Sonnek

Lupe

Die Überprüfung von Gutachten kann nach verschiedenen Merkmalen erfolgen. Eines der Prüfkriterien kann darin bestehen, festzustellen, ob die Fragen des Auftraggebers nicht nur genau, sondern auch präzise beantwortet worden sind. Was wie Haarspalterei klingt, hat einen gewichtigen Hintergrund. Genauigkeit und Präzision sind zwei völlig unterschiedliche Kriterien. Wenn ich urteile, dass die Aussage eines Gutachtens genau ist, kann es trotzdem sein, dass sie nicht präzise ist. Wenn ich sage, dass die Aussage des Gutachtens präzise ist, kann sie trotzdem ungenau sein. Etwas verwirrend, nicht?

Das Ziel eines Begutachtungsauftrags ist klar und eindeutig vorgegeben: Die Beantwortung der Fragen im Gutachtensauftrag. Die Lösungswege dorthin verlaufen aber nicht immer auf geradem, vorgegebenem und von weit her einsehbarem Wege. Die Analogie zum Wandern ist durchaus zutreffend: Wer sich in unmarkiertem, ihm unbekanntem Gelände bewegt, sucht nach geeigneten Pfaden. Mitunter sind sie recht verschlungen, manche Wege waren unnötig lang, vielversprechende Abkürzungen erwiesen sich als plumpe Sackgassen. Erst später zurückblickend ist zu erkennen, was man sich an Mühe hätte ersparen können.
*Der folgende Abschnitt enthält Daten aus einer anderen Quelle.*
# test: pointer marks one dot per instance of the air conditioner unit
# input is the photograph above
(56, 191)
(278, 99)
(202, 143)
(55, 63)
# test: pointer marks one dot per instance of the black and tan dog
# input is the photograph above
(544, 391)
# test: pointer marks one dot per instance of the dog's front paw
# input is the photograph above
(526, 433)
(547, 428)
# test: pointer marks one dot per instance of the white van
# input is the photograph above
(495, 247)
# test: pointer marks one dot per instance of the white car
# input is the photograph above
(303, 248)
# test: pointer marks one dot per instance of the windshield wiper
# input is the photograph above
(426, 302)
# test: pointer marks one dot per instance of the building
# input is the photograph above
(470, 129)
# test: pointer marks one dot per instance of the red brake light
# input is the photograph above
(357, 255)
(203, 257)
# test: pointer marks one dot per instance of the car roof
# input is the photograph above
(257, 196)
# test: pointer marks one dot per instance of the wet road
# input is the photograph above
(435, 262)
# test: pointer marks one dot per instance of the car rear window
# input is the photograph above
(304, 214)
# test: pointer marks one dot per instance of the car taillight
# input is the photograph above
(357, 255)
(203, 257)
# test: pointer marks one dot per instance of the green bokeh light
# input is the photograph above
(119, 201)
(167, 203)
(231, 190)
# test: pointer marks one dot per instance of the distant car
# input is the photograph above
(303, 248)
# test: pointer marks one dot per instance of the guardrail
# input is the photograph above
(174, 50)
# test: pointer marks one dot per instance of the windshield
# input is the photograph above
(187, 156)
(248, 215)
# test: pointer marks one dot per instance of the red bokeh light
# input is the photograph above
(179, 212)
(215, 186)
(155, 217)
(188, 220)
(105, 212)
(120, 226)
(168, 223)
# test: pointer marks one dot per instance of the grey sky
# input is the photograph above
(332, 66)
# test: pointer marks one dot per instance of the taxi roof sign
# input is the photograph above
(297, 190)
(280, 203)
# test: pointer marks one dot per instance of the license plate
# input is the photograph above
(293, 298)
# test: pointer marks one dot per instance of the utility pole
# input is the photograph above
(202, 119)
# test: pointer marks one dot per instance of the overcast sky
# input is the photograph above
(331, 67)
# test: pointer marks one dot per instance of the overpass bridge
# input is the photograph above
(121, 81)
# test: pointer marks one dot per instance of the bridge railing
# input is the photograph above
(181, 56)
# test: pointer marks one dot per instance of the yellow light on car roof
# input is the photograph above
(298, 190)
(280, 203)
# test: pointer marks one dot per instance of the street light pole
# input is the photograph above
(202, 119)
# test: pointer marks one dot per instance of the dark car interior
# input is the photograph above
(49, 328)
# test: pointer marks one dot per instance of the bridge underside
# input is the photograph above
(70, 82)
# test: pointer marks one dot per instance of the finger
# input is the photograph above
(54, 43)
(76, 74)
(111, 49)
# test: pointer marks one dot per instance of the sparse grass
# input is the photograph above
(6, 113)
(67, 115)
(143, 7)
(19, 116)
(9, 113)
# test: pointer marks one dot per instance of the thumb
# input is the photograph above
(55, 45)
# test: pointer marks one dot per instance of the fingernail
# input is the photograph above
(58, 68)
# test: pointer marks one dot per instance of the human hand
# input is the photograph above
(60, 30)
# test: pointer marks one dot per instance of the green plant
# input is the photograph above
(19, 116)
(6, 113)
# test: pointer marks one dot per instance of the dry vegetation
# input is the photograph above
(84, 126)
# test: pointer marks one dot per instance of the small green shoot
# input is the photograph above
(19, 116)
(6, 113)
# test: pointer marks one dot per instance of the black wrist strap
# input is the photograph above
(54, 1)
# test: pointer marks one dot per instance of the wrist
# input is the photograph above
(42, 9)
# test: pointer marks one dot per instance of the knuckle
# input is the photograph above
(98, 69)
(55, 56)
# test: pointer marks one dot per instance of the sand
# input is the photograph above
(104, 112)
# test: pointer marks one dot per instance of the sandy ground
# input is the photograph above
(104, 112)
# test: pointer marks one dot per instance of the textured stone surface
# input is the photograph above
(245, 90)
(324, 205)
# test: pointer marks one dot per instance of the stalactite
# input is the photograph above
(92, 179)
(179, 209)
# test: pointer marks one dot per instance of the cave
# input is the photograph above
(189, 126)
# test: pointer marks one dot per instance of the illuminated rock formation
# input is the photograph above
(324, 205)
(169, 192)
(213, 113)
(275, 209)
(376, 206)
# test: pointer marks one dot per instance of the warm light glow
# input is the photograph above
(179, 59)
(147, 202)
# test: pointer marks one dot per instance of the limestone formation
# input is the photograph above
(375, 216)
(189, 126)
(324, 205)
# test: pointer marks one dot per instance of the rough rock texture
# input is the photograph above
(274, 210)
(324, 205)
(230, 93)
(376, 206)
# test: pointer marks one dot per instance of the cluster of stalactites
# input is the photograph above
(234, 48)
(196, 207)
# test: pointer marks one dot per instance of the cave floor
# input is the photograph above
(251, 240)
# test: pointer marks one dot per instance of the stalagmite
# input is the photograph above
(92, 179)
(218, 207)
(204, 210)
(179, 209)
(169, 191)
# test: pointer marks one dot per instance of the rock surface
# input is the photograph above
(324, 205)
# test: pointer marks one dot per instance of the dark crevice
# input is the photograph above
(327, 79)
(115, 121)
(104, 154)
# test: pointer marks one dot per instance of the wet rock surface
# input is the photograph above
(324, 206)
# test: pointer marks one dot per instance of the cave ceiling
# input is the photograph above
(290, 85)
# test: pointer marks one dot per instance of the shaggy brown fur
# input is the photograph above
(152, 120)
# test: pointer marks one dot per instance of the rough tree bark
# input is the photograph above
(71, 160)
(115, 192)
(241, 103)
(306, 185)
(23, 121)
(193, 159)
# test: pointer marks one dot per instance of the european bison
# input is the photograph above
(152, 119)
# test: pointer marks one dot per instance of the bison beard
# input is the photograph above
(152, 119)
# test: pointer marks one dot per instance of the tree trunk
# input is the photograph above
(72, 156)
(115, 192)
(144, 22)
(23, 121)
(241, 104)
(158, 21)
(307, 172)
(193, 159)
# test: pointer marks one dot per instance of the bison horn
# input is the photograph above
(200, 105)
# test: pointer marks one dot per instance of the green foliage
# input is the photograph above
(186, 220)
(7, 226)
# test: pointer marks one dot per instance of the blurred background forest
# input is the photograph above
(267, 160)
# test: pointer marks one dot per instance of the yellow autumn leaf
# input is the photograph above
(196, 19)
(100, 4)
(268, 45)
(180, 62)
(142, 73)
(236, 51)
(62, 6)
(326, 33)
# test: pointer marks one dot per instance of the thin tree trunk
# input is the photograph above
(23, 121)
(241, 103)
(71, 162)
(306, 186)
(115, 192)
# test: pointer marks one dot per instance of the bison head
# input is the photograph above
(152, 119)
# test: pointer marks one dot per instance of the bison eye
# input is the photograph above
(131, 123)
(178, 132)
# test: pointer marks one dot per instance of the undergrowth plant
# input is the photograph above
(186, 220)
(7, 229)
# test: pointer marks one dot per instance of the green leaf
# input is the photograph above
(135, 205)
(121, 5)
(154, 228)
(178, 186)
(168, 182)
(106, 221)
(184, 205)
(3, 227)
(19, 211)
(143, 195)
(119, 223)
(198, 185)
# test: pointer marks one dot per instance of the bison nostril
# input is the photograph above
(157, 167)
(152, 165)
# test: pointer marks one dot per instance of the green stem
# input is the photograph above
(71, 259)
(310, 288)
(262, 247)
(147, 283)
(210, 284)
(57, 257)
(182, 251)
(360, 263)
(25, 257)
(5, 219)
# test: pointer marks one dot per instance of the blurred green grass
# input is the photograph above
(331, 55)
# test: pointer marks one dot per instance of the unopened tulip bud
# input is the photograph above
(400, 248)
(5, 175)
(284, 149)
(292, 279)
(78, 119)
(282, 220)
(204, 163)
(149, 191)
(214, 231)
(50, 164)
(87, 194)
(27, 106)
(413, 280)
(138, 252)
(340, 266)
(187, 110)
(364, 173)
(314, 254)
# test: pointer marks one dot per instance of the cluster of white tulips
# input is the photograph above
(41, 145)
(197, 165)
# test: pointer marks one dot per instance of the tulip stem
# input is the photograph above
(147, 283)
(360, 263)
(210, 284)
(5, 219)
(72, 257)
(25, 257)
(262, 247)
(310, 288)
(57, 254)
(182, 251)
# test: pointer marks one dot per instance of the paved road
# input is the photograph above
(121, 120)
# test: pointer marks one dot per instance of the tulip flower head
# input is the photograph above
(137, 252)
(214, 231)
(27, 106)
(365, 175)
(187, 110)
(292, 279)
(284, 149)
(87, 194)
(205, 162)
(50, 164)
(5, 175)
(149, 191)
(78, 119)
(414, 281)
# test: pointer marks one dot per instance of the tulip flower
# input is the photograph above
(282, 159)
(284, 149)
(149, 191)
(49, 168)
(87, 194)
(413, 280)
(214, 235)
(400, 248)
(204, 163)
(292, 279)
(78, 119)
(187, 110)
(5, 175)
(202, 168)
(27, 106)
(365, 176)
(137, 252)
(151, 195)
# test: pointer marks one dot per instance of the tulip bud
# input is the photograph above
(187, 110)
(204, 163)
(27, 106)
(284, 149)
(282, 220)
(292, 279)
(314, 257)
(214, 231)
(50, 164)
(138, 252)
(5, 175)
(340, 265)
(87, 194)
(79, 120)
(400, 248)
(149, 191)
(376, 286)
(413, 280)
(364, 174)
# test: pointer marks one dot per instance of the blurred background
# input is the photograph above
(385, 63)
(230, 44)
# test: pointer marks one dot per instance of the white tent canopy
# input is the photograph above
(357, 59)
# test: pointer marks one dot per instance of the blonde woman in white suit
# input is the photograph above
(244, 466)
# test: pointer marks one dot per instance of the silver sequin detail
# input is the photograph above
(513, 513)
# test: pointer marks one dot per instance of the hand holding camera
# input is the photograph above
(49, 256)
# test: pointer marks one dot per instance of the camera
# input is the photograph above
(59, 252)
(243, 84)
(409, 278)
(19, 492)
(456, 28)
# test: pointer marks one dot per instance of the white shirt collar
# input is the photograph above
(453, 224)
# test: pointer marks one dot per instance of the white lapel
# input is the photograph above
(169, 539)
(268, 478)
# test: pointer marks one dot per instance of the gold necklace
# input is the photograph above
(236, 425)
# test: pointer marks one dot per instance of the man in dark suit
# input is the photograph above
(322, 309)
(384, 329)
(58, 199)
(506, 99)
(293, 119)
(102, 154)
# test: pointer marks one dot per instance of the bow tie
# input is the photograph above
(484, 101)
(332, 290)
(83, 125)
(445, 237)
Umwege beim Wandern können zu unerwarteten Eindrücken führen

Der ungeplante Umweg war zuerst unangenehm und anstrengend. Er brachte aber wie wahrscheinlich fast alles Neuland im Leben auch etwas Gutes mit sich: Die große Lichtung mit köstlichen Waldbeeren bot willkommene Gelegenheit, sich für die weitere Etappe zu stärken, die unerwartete traumhafte Aussicht in die wunderschöne Landschaft musste genossen werden, die Pilze am Weg waren nicht zu verachten, das Fußbad im Gebirgsbach erfrischend. Als Lohn blieb eine Fülle von bleibenden Eindrücken, die der Wanderer nur zu gerne bereit war, mit anderen zu teilen.

Auch Denkwege von Sachverständigen sind nicht immer geradlinig

Ähnliches erlebt der Sachverständige in der Arbeit auf seine Weise. Nicht umsonst führt bei Gericht die Entschädigung für seine Anstrengungen die Bezeichnung „Mühewaltung“. Nur dass seine neuen Erfahrungen, Eindrücke und Erkenntnisse aus verschlungenen Gedankenpfaden und recherchebedingten Umwegen nicht landschafts- sondern fachbezogen sind. Wie auch dem Wanderer sind ihm Neuigkeiten untergekommen, die seiner Sicht wert sind, aller Welt mitgeteilt zu werden. Dass das Gutachten erste Anlaufstelle für den Mitteilungsbedürftigen sein könnte, ist naheliegend.

Aussagen in Gutachten dürfen aber nicht unnötig verwässert werden

Der Sachverständige unterliegt damit der Gefahr, dass die richtige Antwort auf die Frage im Gutachtensauftrag durch die Hereinnahme zwar interessanter, aber unnötiger Einzelheiten verwässert wird. Seine Ausführungen mögen den Kern der Frage aus dem Auge verloren haben und kreisen nun um die Fragestellung, sind aber wenig präzise. Die Konzentration auf das Wesentliche fehlt, das Erfassen der Aussage des Gutachtens ist für den Leser mühsam. Im schlimmsten Fall macht sich der Sachverständige noch dazu und völlig unnötig durch die das Thema umzirkelnde Weitschweifigkeit fachlich oder auch juristisch angreifbar.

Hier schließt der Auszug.